The opposition has little room to manœuvre in a country in which its leaders are frequently harassed and arrested and are all but ignored by the state-controlled radio and television, and elections systematically return Conte and his ruling Popular Unity Party with massive majorities whether the opposition chooses to contest the polls or not.
The opposition contends that there is little point in taking part in elections in the face of massive vote-rigging by the government, but diplomats point out that the opposition movement is also weakened by its own internal divisions.
It is heavily divided along regional lines and between rival personalities, even though the six main parties try to present a common front through a coalition group called the Republican Front for Democratic Change (FRAD).
Several attempts by Conte to relaunch a political dialogue have broken down and many opposition leaders have been reduced to simply hoping for change in the "post-Conté" period.
Diplomats and local political analysts point to a major three-way ethnic split within Guinea's eight million population which holds the potential for ethnic conflict should law and order break down.

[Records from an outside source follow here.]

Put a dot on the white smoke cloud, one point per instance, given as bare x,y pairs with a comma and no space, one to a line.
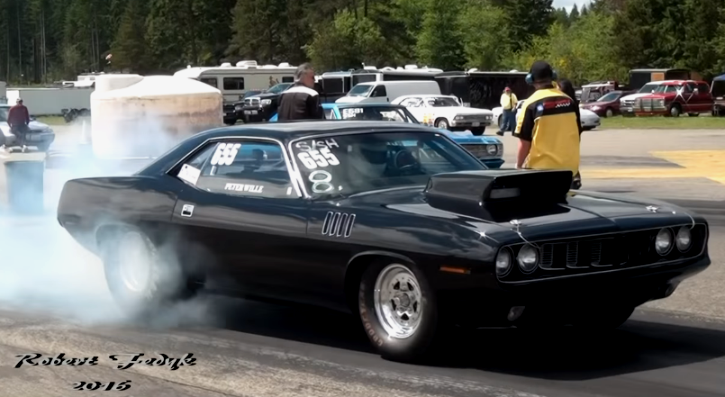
44,269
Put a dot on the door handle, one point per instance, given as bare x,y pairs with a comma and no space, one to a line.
187,210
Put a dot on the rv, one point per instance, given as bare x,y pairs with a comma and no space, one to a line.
235,81
639,77
483,90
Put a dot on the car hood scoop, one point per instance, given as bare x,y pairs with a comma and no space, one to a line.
475,190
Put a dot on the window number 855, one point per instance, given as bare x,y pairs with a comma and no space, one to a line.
318,158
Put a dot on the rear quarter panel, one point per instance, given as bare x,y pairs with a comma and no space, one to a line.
88,204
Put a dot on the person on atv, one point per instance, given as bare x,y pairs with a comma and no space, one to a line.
18,120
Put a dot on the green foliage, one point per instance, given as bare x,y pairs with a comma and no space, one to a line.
48,40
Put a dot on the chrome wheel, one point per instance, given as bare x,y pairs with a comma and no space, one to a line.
398,301
135,262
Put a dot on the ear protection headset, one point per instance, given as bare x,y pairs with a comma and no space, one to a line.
530,79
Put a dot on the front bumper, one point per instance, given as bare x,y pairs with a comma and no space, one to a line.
479,300
493,163
466,124
252,114
627,111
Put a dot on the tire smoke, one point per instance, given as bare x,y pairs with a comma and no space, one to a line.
44,270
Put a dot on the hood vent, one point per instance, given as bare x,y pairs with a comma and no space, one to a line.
471,189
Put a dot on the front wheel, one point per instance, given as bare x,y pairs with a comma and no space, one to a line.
398,310
142,277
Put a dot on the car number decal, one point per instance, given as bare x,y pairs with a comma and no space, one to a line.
351,112
321,181
322,158
225,153
189,174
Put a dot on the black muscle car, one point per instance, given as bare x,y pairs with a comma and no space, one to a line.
393,221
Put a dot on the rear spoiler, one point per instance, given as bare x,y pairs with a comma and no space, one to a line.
498,187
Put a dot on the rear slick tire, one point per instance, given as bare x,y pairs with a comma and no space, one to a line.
388,289
142,277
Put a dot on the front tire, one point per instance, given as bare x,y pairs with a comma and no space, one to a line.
398,310
143,278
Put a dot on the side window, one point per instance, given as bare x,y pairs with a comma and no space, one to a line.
209,80
240,168
379,91
233,83
411,102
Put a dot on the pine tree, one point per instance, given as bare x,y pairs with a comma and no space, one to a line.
129,46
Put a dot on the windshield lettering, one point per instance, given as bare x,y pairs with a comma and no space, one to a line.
358,163
315,144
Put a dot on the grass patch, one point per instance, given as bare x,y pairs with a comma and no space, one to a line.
663,123
52,120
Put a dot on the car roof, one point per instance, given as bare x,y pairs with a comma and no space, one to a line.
360,105
280,131
290,130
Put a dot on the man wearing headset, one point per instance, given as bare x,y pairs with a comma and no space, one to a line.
547,125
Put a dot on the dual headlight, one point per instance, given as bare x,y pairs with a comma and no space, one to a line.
528,257
527,260
665,240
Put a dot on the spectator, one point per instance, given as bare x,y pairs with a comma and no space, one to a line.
547,128
508,103
568,88
301,101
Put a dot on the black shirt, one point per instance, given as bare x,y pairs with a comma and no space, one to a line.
299,102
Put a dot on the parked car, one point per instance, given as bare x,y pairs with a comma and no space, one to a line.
676,97
589,119
607,105
488,149
626,103
39,134
446,112
261,106
390,221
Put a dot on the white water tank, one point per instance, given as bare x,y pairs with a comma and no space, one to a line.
140,117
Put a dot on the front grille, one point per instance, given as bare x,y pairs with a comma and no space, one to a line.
602,253
481,151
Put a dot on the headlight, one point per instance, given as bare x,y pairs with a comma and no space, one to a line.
683,240
528,258
663,242
503,262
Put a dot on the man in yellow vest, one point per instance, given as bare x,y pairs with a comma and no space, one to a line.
508,103
547,125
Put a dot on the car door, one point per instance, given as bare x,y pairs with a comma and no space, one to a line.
241,201
704,98
415,106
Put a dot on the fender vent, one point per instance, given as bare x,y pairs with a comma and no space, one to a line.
338,224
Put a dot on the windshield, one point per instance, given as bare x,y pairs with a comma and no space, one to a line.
380,113
360,90
651,88
718,88
442,101
612,96
277,88
350,164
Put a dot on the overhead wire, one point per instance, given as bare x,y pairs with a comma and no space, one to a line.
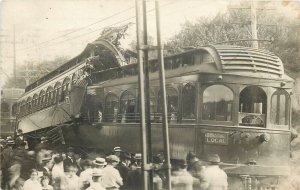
87,33
81,28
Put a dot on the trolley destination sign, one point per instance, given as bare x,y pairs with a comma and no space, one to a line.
219,138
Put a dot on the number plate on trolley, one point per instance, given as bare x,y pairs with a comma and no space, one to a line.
216,138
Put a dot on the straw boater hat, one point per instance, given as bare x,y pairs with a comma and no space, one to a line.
100,162
97,173
46,159
112,158
138,156
213,158
117,149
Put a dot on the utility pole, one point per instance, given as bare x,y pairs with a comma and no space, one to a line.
140,51
162,81
254,24
15,64
147,93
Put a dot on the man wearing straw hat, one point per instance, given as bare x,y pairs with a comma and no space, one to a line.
96,184
99,163
112,179
213,178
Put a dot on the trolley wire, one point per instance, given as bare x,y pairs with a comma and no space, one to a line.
81,28
43,44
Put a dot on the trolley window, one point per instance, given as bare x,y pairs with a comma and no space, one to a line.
252,107
217,103
280,108
172,104
188,103
14,109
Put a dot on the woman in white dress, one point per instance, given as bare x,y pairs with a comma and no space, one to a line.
33,182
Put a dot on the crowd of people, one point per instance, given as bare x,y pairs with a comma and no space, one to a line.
53,168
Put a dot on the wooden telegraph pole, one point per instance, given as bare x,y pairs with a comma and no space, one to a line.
164,96
142,49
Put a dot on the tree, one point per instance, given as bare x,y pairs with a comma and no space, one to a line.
32,71
234,25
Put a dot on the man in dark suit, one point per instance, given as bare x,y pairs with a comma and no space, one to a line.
47,164
123,167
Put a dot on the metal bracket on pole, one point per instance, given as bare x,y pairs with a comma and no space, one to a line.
147,47
151,166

The Malinké of northern Guinea are deemed to have held sway under Guinea's first president, Ahmed Sékou Touré, who led the country to independence from France in 1958. The LURD rebel movement in Liberia is also dominated by people from this ethnic group. Conte, the current head of state, belongs on the other hand to the Soussou people of western Guinea.
The other major ethnic groups, the Peuls of central and northern Guinea, are seen as being allied with many of the smaller ethnic groups in the Forest Region.
Diplomats warn that in the event of a power vacuum at the top, Guinea's security forces, as well as the country's political parties, could also become split along ethnic lines.